Turtles bury their eggs along sandy beaches, and feral pigs dig up the nests and eat the eggs and newborn turtles.
Feral pigs pose a severe threat to marine turtles. In some areas, pigs destroy up to 90% of turtle nests (Australian Government, 2017), contributing to a long-term decline in endangered turtles.
Olive ridley turtles
The olive ridley turtle (Lepidochelys olivacea) in the smallest of the six species of marine turtle in Australia. It is listed as an endangered species under the national EPBC Act (Australian Government, 2017).
Olive ridley turtles feed in shallow waters off the northern Australian coast (and elsewhere in the Pacific and Indian Oceans). Female turtles lay about 100 round eggs in shallow nests on sandy beaches. Two months later, the young turtles emerge, crawl to the surface and dash to the ocean (Limpus 2008).
Feral pigs are abundant on Cape York Peninsula in northern Queensland where olive ridley turtles nest.
“The control of feral animals… is essential at nesting sites along Queensland's coast to protect eggs from predation.” - Queensland Government (2013):
On remote Cape York Peninsula, Indigenous rangers are the people best placed to control pigs and protect endangered turtles.
Culling pigs and saving turtles
The Pormpuraaw Land and Sea Rangers live and work on the west coast of Cape York Peninsula. The rangers began monitoring olive ridley turtle nests along 85 kilometres of remote coastline in 2009. Their monitoring results from 2009 to 2013 – before intensive pig culling began – showed that feral pigs destroyed more than 90% of turtle nests every year.
To protect the turtles, the rangers began a major culling program and invented a special cage to protect turtle nests. The rangers culled feral pigs from a helicopter 4-5 times a year from 2014 to 2016, with additional ground shooting.
The portable cages Pormpuraaw Rangers designed and constructed prevent pigs and other predators from digging up turtle nests at the same time as allowing young turtles to escape through an open wire mesh. The cages led to 100 per cent nest success, and no predator damage, when tested at 200 nests in 2015-2016.
Ongoing monitoring from 2014 to 2016 revealed that the rangers’ actions more than doubled the proportion of turtle nests that escaped pigs and other predators. At one beach, 91% of nests that were monitored in 2016 hatched successfully compared to just 39% in 2014 – a spectacular improvement.
In addition to these actions, the rangers also remove discarded fishing nests (ghost nets) from beaches and nearby waters to prevent adult and hatchling turtles from becoming entangled and dying.
What is the future for olive ridley turtles?
Hard work by the Pormpuraaw Land and Sea Rangers has substantially improved nesting success by endangered olive ridley turtles on Cape York Peninsula. Their success is due to an integrated strategy of intensive culling of predatory pigs plus targeted protection of turtle nests. Systematic monitoring provides unambiguous evidence of successful outcomes.

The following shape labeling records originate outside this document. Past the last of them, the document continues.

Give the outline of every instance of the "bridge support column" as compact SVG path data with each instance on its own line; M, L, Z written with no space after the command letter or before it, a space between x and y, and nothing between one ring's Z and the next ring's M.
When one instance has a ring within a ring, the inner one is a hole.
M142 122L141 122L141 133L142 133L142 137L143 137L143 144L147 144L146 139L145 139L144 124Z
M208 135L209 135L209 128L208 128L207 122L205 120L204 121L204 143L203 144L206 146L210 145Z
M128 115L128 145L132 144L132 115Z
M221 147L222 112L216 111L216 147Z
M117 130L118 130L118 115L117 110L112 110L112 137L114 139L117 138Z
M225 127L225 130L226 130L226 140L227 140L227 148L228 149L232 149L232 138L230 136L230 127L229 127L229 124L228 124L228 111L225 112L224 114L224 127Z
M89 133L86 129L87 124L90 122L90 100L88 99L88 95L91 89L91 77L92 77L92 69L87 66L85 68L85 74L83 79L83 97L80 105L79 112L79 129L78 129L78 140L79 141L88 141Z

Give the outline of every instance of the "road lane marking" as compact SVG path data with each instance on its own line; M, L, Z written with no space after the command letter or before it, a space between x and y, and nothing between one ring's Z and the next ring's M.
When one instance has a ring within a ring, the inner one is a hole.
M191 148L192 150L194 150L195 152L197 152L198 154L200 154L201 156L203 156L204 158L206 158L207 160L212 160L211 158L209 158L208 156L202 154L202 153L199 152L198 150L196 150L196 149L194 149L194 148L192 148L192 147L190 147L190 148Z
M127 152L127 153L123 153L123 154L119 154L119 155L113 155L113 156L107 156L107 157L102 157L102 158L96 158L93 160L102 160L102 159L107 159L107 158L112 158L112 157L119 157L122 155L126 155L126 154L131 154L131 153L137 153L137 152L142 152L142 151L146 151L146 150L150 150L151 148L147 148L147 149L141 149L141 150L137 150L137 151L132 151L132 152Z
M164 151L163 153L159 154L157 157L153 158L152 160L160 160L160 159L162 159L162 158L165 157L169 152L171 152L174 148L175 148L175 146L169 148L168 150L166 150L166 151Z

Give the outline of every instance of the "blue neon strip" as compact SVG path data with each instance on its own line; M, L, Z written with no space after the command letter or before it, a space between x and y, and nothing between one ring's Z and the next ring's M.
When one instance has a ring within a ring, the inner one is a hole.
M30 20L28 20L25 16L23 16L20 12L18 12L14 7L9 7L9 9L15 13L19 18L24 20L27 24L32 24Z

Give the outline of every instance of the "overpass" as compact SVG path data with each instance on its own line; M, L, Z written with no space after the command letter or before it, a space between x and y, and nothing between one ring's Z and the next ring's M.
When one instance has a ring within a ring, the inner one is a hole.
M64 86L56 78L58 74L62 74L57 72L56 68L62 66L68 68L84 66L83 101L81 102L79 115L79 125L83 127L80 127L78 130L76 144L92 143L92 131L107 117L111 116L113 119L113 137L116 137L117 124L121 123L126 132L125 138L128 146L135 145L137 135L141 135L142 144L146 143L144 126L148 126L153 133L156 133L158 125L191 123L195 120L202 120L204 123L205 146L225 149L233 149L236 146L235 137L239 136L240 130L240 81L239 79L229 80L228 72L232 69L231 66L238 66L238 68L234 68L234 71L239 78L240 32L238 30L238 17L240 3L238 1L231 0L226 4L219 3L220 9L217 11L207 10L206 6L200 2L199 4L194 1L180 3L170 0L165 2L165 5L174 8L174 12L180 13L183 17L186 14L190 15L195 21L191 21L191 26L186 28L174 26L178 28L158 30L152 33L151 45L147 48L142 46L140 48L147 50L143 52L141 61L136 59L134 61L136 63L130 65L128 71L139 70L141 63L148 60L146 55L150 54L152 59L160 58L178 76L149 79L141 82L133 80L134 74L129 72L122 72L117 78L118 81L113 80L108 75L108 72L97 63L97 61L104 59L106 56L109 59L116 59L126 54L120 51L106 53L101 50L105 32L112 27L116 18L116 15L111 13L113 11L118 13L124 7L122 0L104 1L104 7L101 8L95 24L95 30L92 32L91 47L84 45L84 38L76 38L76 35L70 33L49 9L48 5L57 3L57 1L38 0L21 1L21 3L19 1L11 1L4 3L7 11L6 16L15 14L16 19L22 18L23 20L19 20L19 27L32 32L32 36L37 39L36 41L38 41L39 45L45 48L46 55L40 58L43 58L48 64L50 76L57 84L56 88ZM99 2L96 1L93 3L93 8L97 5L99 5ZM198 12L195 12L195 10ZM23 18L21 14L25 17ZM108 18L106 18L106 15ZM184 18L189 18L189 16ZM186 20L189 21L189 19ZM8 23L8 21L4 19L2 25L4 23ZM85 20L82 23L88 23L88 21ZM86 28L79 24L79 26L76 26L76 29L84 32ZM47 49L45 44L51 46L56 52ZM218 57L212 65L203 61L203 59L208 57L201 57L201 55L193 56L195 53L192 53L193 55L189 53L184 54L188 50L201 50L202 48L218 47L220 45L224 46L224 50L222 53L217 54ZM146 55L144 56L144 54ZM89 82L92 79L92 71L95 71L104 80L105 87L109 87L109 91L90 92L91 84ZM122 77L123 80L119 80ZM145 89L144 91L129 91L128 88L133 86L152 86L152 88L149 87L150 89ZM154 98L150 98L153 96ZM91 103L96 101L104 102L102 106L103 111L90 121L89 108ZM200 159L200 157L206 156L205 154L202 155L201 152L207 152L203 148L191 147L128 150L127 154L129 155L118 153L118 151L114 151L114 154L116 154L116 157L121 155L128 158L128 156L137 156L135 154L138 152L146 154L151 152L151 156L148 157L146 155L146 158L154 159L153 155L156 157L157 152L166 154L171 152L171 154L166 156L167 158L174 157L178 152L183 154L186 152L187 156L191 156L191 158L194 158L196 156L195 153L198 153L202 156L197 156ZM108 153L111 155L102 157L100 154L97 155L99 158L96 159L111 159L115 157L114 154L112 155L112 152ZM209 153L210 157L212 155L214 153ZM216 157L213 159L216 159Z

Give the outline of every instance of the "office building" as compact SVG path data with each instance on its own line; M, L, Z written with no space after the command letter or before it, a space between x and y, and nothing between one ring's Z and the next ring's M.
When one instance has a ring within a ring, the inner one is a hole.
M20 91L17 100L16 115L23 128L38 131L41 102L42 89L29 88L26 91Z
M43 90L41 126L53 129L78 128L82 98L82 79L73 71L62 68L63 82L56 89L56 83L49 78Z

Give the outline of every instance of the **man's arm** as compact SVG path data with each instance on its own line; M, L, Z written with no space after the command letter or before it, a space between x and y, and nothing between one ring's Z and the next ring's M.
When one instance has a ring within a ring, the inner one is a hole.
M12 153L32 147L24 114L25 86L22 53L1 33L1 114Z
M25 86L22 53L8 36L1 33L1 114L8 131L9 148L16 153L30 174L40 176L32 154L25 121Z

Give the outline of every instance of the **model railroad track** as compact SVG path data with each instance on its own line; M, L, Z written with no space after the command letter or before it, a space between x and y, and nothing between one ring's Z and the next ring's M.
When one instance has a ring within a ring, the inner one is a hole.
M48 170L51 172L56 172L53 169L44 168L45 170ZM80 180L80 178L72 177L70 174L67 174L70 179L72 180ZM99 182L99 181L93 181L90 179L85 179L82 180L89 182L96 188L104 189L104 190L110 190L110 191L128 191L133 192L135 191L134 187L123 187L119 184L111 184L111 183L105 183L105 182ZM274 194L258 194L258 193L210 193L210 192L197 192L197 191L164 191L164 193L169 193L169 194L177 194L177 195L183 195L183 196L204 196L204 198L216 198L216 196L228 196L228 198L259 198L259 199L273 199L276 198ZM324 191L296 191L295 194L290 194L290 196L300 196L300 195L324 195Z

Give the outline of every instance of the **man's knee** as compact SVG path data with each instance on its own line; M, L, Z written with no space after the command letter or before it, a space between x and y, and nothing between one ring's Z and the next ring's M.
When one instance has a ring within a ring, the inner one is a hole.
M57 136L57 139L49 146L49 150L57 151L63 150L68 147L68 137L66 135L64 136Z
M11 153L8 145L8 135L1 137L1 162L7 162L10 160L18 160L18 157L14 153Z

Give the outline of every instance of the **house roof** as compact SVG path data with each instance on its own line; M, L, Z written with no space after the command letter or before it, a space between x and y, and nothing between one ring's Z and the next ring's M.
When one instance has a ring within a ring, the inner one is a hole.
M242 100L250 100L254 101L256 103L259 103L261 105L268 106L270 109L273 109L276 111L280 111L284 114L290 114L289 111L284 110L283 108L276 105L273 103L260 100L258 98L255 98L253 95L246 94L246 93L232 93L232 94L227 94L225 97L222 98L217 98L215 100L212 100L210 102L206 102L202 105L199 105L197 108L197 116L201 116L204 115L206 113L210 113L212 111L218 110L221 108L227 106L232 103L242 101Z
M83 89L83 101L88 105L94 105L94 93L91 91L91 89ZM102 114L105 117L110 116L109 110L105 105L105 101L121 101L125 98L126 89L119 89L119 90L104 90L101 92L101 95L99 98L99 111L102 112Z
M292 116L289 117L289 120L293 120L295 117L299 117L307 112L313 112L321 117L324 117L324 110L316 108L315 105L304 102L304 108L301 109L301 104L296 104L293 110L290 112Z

The skills developed by the rangers, and lessons learnt, provide opportunities to further improve the fate of endangered turtles. However, as in the other profiles in this booklet, future successes depend entirely on ongoing support for the Pormpuraaw Land and Sea Rangers and neighbouring Aboriginal land and sea management groups. Unless their great work continues, baby olive ridley turtles have no way to escape from predatory feral pigs. Australia’s success in turning the tide on reducing feral animal impacts on threatened species depends on extending and securing this work over wider areas.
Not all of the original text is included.